Antoni Rossell, « “Laetitia, tristitia, timor, ira, cupiditas…” La emoción en la lírica trovadoresca »
À travers les différents registres émotionnels présents dans les textes des troubadours, l’émotion est utilisée de manière idéologique afin de contenir la passion amoureuse. Dans une poésie qui s’exprime à la première personne et reflète le point de vue de la société aristocratique, le paradigme de la courtoisie devient, sous la plume des auteurs, la garantie d’une éthique qui ne dépasse pas certaines limites, tant sur le plan de la conduite morale que de l’expression poétique.
John Haines, « Le praecantator et l’art du verbe »
Le præcantator, personnage méconnu dans l’histoire de la musique, est omniprésent dans certains rituels médiévaux. Cet article tente de répondre à trois questions : où le præcantator pratiquait-il son art, que chantait-il, et qui était-il ? Le præcantator est avant tout celui – voire celle – qui, selon une formule d’Isidore de Séville, possède « l’art de chanter les mots », c’est à dire de chanter les formules rituelles, et, par conséquent, de garantir leur efficacité.
Gilbert Dahan, « Voix de la liturgie, voix du théâtre dans le drame religieux (xe-xiiie siècle) »
Cette étude montre que, à côté des autres éléments dramatiques, se met en place dès le drame liturgique (xe-xiiie siècle) une gestion spécifiquement 563théâtrale de la voix : les témoignages sont fournis par les textes théoriques, les descriptions des attitudes jugées outrées des chanteurs pendant le culte, mais surtout par la musique, avec notamment une exploitation de la valeur significative des tons et le lien entre texte et musique.
Marie Formarier, « La mise en scène rhétorique de la musique dans les premiers récits exemplaires cisterciens »

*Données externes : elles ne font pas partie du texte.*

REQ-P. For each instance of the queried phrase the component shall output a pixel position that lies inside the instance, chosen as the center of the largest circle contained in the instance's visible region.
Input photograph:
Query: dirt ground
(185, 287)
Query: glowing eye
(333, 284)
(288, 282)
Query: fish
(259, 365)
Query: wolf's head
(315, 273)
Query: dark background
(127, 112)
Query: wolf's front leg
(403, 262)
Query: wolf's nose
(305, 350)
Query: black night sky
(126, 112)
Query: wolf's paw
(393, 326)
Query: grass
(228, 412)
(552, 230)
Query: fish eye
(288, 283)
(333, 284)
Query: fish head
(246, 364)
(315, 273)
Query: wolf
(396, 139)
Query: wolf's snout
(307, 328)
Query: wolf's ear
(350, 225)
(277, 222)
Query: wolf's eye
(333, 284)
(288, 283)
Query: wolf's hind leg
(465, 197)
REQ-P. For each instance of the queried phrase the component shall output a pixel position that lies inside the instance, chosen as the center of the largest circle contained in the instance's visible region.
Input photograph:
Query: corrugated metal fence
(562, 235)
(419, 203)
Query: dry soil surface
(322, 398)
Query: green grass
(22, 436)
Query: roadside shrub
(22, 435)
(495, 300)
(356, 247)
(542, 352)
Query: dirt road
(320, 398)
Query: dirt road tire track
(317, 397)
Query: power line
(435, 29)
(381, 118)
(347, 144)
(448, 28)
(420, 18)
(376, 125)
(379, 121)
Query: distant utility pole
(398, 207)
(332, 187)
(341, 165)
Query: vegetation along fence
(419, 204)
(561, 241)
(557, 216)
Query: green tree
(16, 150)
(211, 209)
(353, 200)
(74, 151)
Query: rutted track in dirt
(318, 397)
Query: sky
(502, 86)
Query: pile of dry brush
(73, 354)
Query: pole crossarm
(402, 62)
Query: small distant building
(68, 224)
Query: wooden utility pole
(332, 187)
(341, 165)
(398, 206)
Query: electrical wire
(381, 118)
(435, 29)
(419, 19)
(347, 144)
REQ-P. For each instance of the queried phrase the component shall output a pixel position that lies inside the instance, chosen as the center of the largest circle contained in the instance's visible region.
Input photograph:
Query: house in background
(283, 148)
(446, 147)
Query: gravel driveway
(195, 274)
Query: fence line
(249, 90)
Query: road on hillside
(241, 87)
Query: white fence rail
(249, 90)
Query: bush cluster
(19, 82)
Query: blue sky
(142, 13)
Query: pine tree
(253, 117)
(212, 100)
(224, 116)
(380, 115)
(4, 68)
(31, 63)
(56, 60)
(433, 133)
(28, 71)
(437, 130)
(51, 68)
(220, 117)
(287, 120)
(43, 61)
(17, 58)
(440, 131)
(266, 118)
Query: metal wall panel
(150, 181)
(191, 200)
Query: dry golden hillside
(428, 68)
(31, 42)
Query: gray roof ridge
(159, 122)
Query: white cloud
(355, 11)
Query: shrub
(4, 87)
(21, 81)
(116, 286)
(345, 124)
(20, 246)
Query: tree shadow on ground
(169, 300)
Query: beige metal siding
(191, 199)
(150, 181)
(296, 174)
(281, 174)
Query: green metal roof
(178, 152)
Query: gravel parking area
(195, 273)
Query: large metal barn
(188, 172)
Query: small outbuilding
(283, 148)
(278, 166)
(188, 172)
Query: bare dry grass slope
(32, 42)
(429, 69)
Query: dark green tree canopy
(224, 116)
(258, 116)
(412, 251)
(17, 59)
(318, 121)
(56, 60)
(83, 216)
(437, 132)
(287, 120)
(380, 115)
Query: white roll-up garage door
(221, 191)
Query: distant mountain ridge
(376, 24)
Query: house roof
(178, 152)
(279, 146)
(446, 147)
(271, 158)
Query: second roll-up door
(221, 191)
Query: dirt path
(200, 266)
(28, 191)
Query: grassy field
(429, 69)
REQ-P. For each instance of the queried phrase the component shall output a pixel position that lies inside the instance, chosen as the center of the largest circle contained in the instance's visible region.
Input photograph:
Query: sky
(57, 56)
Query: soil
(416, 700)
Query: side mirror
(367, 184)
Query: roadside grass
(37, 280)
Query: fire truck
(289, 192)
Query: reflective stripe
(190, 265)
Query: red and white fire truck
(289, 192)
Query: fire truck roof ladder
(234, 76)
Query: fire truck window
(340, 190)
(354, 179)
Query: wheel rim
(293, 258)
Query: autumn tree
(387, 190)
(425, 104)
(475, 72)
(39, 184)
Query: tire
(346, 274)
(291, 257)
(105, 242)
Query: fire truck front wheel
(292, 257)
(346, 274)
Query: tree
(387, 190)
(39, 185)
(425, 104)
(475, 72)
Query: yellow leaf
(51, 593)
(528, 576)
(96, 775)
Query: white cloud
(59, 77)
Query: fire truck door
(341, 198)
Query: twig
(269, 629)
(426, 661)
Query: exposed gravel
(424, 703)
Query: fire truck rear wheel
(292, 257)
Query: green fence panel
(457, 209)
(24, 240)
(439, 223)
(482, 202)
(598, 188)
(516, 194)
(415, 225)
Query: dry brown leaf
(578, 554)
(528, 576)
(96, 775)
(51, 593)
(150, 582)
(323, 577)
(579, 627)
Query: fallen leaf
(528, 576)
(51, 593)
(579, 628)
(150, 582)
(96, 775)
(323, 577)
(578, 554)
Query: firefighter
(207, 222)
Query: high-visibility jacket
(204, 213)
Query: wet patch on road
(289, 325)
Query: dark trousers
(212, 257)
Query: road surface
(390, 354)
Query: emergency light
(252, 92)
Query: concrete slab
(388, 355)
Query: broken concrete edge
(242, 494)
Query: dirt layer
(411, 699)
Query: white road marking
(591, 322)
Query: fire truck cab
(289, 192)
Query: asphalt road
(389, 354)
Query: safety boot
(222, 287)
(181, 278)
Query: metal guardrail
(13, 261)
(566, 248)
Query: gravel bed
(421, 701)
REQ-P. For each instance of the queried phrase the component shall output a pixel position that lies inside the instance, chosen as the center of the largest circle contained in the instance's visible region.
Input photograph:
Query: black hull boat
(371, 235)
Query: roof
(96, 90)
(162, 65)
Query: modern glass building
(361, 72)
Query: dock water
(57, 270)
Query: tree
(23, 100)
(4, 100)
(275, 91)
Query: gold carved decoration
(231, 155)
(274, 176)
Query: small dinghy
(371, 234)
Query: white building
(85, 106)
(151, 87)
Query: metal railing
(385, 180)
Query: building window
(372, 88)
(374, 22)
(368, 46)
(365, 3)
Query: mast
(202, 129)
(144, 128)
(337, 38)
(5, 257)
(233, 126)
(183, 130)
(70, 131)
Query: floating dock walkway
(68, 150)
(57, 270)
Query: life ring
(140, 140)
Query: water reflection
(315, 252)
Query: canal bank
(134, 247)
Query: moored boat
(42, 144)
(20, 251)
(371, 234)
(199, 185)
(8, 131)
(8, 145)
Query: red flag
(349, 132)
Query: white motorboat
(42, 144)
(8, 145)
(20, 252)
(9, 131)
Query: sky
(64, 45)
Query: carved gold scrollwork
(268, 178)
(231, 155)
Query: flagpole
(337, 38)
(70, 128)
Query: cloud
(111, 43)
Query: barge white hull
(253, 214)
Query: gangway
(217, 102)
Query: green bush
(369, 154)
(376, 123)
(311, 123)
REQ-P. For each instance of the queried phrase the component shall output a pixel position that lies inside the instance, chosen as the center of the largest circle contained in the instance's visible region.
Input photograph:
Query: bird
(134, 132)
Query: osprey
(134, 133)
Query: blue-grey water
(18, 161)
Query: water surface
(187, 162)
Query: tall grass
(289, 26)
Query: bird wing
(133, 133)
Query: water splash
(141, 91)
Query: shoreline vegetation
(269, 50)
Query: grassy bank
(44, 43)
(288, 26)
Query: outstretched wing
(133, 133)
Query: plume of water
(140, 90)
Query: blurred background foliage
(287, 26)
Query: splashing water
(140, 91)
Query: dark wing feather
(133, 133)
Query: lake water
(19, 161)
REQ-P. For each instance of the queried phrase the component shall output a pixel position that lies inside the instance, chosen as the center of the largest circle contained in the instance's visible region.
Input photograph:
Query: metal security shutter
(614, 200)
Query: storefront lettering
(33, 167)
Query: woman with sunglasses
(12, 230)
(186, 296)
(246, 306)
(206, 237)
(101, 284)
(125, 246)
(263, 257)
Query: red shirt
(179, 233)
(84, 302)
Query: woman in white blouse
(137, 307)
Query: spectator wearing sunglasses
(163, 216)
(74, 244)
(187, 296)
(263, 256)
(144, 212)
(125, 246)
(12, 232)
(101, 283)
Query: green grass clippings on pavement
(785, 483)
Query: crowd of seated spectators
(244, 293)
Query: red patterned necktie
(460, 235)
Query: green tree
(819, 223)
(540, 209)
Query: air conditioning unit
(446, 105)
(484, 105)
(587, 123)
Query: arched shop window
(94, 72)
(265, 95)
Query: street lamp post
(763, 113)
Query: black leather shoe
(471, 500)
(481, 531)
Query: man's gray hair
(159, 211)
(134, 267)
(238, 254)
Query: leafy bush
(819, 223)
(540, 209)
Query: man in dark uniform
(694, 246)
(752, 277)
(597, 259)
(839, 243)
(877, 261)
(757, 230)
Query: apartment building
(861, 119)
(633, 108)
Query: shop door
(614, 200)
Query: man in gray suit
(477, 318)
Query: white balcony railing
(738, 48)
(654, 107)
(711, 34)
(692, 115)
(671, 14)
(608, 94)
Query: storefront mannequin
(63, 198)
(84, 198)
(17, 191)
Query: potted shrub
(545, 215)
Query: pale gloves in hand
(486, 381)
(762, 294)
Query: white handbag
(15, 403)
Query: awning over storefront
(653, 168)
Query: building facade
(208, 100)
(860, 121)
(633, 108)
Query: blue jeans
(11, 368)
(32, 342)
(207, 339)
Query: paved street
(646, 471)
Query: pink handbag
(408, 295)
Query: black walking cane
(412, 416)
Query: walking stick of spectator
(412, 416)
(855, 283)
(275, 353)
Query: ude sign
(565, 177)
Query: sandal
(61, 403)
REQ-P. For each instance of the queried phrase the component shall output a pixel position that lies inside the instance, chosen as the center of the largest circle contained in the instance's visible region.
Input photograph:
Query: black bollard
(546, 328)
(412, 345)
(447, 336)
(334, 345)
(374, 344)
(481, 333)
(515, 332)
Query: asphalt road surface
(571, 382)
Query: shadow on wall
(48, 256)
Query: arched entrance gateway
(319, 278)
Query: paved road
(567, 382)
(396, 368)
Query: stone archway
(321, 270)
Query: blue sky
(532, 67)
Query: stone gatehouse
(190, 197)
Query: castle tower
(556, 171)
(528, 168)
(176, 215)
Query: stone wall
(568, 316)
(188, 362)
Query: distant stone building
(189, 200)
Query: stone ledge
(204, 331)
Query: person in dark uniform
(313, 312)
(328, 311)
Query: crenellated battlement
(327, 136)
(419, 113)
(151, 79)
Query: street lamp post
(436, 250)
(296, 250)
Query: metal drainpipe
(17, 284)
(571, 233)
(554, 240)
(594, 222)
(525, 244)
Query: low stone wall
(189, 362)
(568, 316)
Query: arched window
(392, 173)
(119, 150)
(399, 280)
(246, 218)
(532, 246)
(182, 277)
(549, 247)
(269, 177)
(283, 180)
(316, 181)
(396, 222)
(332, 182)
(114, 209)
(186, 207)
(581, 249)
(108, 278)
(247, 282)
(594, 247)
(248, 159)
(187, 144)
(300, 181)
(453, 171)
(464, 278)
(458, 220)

Cet article propose une analyse rhétorique de la mise en scène de la musique dans les exempla cisterciens (xiie-xiiie siècle). Il s’agit d’étudier la réécriture dans plusieurs recueils d’un exemplum faisant intervenir Bernard de Clairvaux, des moines et des anges jouant le rôle de scribes afin d’évaluer les différents outils rhétoriques qui permettent, dans chaque récit, de montrer au lecteur comment ces normes musicales doivent être appliquées concrètement dans le cadre liturgique.
Anne-Zoé Rillon-Marne, « Images pour l’œil et pour l’oreille au service de la méditation monastique. Le Lignum vitae de Bonaventure dans le manuscrit Darmstadt 2777 »
Le manuscrit de Darsmstadt 2777 comporte une version du Lignum Vitae de Bonaventure accompagné d’une composition musicale notée, O crux frutex salvificus, et d’un diagramme enluminé reprenant la structure du traité. Cette contribution montre l’efficacité de ces trois supports pour réaliser la démarche de méditation suggérée par Bonaventure, et en particulier l’apport de la mélodie qui guide l’esprit à travers les événements successifs de la vie du Christ scandés par le texte.
Gisèle Clément, « Poésie courtoise et déclamation dans les motets pétroniens. Position du problème »
Les neuf motets pétroniens conservés dans les manuscrits H 196 et Torino, Biblioteca Reale, Vari 42 présentent un caractère déclamatoire très accusé. C’est la vocalité spécifique de leurs parties de triplum qui est envisagée ici. L’analyse prend en compte les éléments constitutifs de la compositio puis de l’actio de ces voix, selon les catégories proposées par les Artes praedicandi de Thomas Waleys, et, en amont, l’Insitution oratoire de Quintilien et la Rhétorique à Herennius.